Rachel McAdams and Ryan Gosling have both found significant success in Hollywood. The former is tied to huge hits like Mean Girls and Doctor Strange, while the latter is known for rom-coms like Crazy, Stupid, Love and the Academy Award-winning masterpiece La La Land, among others. However, no matter how many years pass or how many movies they make, McAdams and Gosling will always be remembered as Allie and Noah from the classic romance movie The Notebook.
The 2004 film based on the Nicholas Sparks novel of the same name bowled audiences over with a love story so complex, so tender, and so unapologetically moving that to watch it and not cry became akin to committing a crime. McAdams and Goslings’ portrayal of Allie and Noah became the 21st century’s Romeo and Juliet. Even all these years later The Notebook sits high up on the list of must-see movies for any romance lover.
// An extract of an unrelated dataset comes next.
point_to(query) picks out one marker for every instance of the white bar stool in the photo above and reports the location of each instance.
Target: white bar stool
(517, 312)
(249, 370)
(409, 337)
The on-screen chemistry between McAdams and Gosling was so palpable that to suggest they were only friends in real life feels almost sacrilegious. Surely they dated? Surely some of that chemistry was real, right? Right? Tell us we’re not crazy.
Did life imitate art, or was it all just good acting?
McAdams and Gosling did indeed begin dating after filming The Notebook. On the 10 year anniversary of the movie’s premiere, director Nick Cassavetes revealed to VH1 that in between scripted kisses and professions of love, the two whipped each other on set with their tongues, and not in the good way.
It got to a point, Cassavetes said, that Gosling wanted McAdams kicked off the set.
“Maybe I’m not supposed to tell this story, but they were really not getting along one day on set. Really not. And Ryan came to me, and there’s 150 people standing in this big scene, and he says, ‘Nick come here.’ And he’s doing a scene with Rachel and he says, ‘Would you take her out of here and bring in another actress to read off camera with me?’ I said, ‘What?’ He says, ‘I can’t. I can’t do it with her. I’m just not getting anything from this.'”
Cassavetes took the pair into a room where they hashed it out, and after getting things off their chest, he said “the rest of the film wasn’t smooth sailing, but it was smoother sailing.”
Then, in a twist of fate one can only describe as life imitating art, McAdams and Gosling began dating in real life. From 2005 to 2007 they plucked at the collective heartstring of fans all across the globe. At the 2005 MTV Movie Awards they even created a pop culture moment so iconic it spawned a generation of hopeless romantics. After winning Best Kiss, McAdams and Gosling flung themselves at each other on stage just as they had in The Notebook, sending the entire theater into a concert of applause. The moment was so iconic it solidified the pair a legion of fans devoted enough to stick with them even after they ultimately broke things off in 2007.
The year they broke up, Gosling opened up to GQ about how he and McAdams “went down swingin'” trying to make their relationship work, just as Noah and Allie had in The Notebook. Unlike the characters, they eventually “called it a draw.”
Driving the knife even further into our guts, Gosling said, “I mean, God bless The Notebook. It introduced me to one of the great loves of my life. But people do Rachel and me a disservice by assuming we were anything like the people in that movie. Rachel and my love story is a hell of a lot more romantic than that.”
In the decade and a half that has passed since McAdams and Gosling broke up, the two found love in new partners. McAdams has been in a relationship with screenwriter Jamie Linden since 2016 and the couple share two children together. Gosling married fellow actress Eva Mendes in 2011, and they also share two children together. Both are still happily with their respective partners.